When I try to access the search filters, NH tries to access filters.DefaultSearchId, which doesn't exist in filters table.
DB:
CREATE TABLE [dbo].[Searches]
(
Id int identity(1,1) primary key,
Description nvarchar(2000) not null
);
CREATE TABLE [dbo].[Filters]
(
Id int identity(1,1) primary key,
Description nvarchar(2000) not null,
SearchId int not null references Searches(Id)
);
CREATE TABLE [dbo].[Roles]
(
Id int identity(1,1) primary key,
Name nvarchar(255) not null,
DefaultSearchId int null references Searches(Id)
);
CREATE TABLE [dbo].[SearchesRoles]
(
SearchId int not null references Searches(Id),
RoleId int not null references Roles(Id)
);
Entities:
public class Search {
public virtual int Id { get; set; }
public virtual string Description { get; set; }
public virtual ICollection<Filter> Filters { get; set; }
public virtual ICollection<Role> Roles { get; set; }
}
public class Filter {
public virtual int Id { get; set; }
public virtual string Description { get; set; }
public virtual Search Search { get; set; }
}
public class Role {
public virtual int Id { get; set; }
public virtual string Name { get; set; }
public virtual Search DefaultSearch { get; set; }
}
Mappings:
public class SearchMap : ClassMap<Search>{
public SearchMap() {
Table("Searches");
Id(x => x.Id).GeneratedBy.Identity();
Map(x => x.Description);
HasMany(x => x.Filters).Inverse().Cascade.All().AsBag();
HasManyToMany(x => x.Roles).Table("SearchesRoles").ParentKeyColumn("SearchId").ChildKeyColumn("RoleId");
}
}
public class FilterMap : ClassMap<Filter> {
public FilterMap() {
Table("Filters");
Id(x => x.Id).GeneratedBy.Identity();
Map(x => x.Description);
References(x => x.Search).Column("SearchId");
}
}
public class RoleMap : ClassMap<Role> {
public RoleMap() {
Table("Roles");
Id(x => x.Id).GeneratedBy.Identity();
Map(x => x.Name);
References(x => x.DefaultSearch).Column("DefaultSearchId");
}
}
Code:
class Program {
static void Main() {
var sessionFactory = CreateSessionFactory();
using (var session = sessionFactory.OpenSession()) {
var search = session.Get<Search>(1);
foreach (var filter in search.Filters) {
Console.WriteLine(filter);
}
}
}
static ISessionFactory CreateSessionFactory(){
string connectionString = #"server=.\sql2008; user id = sa; pwd=1; database = nhbug;";
return Fluently.Configure()
.Database(MsSqlConfiguration.MsSql2008.ConnectionString(connectionString))
.Mappings(m=>m.FluentMappings.AddFromAssembly(Assembly.GetExecutingAssembly())).BuildSessionFactory();
}
}
ERROR:
When accessing the search.Filters property, NHibernate tries to access Filters.DefaultSearchId db column which is not supposed to be there. This column exists in Roles table but not in filters.
QUESTION:
Is it invalid configuration, Fluent NHibernate or NHibernate bug?
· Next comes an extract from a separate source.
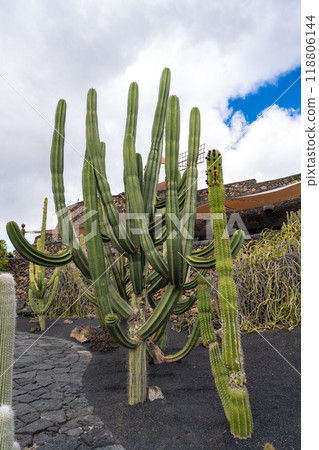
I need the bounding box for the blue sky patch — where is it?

I'm using SQL Server 2008 R2, NHibernate 2.1.2 and Fluent NHibernate 1.1.0.685, although this issue exists in NHibernate 3 beta 2 as well.
Thank you.
UPDATE:
Here is the actual SQL generated
UPDATE2: CDMDOTNET, same error, same sql, unfortunately.
UPDATE3: Actual exception
UPDATE4: This is a particular use case of a general bug: Entity references other entities as 'many-to-many' and on the other side of 'many-to-many' assoc. the other entity references the source entity (DefaultQuery in my case). NH goes nuts when accessing any child collection (one-to-many) of a source entity (Filters in my case).
UPDATE5: Sample data
UPDATE6: XML issued by Fluent NHibernate
Update the HasMany mapping on the SearchMap to include the KeyColumn():
HasMany(x => x.Filters).KeyColumn("SearchId").Inverse().Cascade.All().AsBag();
You didn't specify the column name for the Filters bag. It should be set to SearchId.